PALU, KAIDAH.ID – Penawaran layanan pinjaman online atau fintech lending menjelang Idul Fitri, ramai berseliweran di media sosial dan aplikasi percakapan pribadi.

Fintech Lending atau disebut juga Fintech Peer-to-Peer Lending (Lending) atau Layanan Pinjam Meminjam Uang Berbasis Teknologi Informasi (LPMUBTI) adalah salah satu inovasi pada bidang keuangan dengan pemanfaatan teknologi yang memungkinkan pemberi pinjaman dan penerima pinjaman melakukan transaksi pinjam meminjam tanpa harus bertemu langsung.

Mekanisme transaksi pinjam meminjam, dilakukan melalui sistem yang telah disediakan oleh Penyelenggara Fintech Lending, baik melalui aplikasi maupun laman website.

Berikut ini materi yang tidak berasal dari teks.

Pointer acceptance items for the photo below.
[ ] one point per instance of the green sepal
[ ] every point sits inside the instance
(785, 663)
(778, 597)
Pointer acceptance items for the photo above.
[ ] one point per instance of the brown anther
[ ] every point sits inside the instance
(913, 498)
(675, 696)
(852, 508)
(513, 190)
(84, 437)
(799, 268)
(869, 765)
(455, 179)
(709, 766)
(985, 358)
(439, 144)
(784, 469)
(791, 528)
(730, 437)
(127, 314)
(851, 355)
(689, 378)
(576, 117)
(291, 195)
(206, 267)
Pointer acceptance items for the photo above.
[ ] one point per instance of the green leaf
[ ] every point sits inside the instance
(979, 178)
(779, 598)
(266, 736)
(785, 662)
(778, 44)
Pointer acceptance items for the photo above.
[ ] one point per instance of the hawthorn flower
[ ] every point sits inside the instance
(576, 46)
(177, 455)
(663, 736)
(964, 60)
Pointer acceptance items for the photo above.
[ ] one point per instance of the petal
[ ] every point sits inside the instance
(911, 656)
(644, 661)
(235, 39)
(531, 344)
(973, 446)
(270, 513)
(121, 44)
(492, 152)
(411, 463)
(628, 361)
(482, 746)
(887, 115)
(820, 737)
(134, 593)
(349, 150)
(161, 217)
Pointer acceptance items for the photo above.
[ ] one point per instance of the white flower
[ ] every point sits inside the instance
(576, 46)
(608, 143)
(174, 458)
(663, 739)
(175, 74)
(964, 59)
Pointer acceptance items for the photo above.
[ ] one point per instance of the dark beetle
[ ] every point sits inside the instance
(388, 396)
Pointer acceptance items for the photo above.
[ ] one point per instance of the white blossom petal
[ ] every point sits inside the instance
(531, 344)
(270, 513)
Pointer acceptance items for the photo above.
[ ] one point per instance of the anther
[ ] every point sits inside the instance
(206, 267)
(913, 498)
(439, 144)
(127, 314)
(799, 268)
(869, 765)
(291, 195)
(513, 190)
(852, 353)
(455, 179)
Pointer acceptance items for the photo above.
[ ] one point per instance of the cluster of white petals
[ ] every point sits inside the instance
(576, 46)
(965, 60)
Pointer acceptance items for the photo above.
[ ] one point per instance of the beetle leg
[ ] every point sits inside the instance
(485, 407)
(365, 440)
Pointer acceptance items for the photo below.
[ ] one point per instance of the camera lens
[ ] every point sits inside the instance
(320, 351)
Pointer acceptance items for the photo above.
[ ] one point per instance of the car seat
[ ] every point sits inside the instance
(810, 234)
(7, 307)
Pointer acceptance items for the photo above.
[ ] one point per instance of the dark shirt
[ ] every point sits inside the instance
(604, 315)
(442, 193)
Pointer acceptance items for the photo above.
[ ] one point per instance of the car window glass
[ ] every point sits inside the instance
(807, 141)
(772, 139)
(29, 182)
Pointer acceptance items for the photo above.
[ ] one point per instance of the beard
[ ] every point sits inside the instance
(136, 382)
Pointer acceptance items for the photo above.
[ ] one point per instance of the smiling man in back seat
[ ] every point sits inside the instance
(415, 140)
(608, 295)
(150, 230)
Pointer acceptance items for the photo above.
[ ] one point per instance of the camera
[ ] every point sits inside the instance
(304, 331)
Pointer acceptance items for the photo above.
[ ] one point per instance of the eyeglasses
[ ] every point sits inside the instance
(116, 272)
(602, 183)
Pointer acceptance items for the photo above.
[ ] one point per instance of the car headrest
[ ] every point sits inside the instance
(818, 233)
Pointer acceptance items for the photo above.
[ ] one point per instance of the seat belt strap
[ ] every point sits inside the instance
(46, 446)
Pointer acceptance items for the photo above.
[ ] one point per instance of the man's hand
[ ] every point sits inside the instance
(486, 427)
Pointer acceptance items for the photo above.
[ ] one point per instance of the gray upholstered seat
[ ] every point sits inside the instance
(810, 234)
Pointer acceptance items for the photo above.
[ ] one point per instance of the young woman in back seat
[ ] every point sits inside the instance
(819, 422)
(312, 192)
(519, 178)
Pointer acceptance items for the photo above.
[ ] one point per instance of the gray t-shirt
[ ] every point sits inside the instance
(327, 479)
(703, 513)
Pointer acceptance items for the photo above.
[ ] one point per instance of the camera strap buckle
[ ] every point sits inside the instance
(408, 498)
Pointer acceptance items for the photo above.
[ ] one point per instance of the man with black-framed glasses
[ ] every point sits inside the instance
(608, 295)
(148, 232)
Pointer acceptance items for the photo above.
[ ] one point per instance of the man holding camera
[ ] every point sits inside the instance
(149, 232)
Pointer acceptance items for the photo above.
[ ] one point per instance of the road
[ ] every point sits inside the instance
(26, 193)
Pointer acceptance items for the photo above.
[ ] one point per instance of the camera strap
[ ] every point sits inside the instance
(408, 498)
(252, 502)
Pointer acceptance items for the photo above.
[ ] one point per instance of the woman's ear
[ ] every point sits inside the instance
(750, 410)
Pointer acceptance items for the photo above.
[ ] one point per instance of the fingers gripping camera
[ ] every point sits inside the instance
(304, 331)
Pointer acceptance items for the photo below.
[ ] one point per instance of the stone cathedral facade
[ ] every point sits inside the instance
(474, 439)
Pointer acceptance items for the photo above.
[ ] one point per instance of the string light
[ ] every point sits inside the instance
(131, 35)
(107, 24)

Kepala Otoritas Jasa Keuangan (OJK) Provinsi Sulawesi Tengah (Sulteng), Gamal Abdul Kahar meminta warga Sulteng mewaspadai layanan fintech lending itu.

“Jangan sampai warga menjadi korban karena iming-iming pinjaman dana dengan sangat mudah itu, padahal ternyata ilegal,” kata Gamal Abdul Kahar.

Menurut Kepala OJK Sulteng, masyarakat biasa punya kebutuhan yang meningkat jelang lebaran sehingga cenderung membutuhkan dana yang cepat. Kebutuhan yang cepat itu, biasanya dimanfaatkan oleh pihak fintech lending ilegal untuk menarik mangsanya atau menjerat warga.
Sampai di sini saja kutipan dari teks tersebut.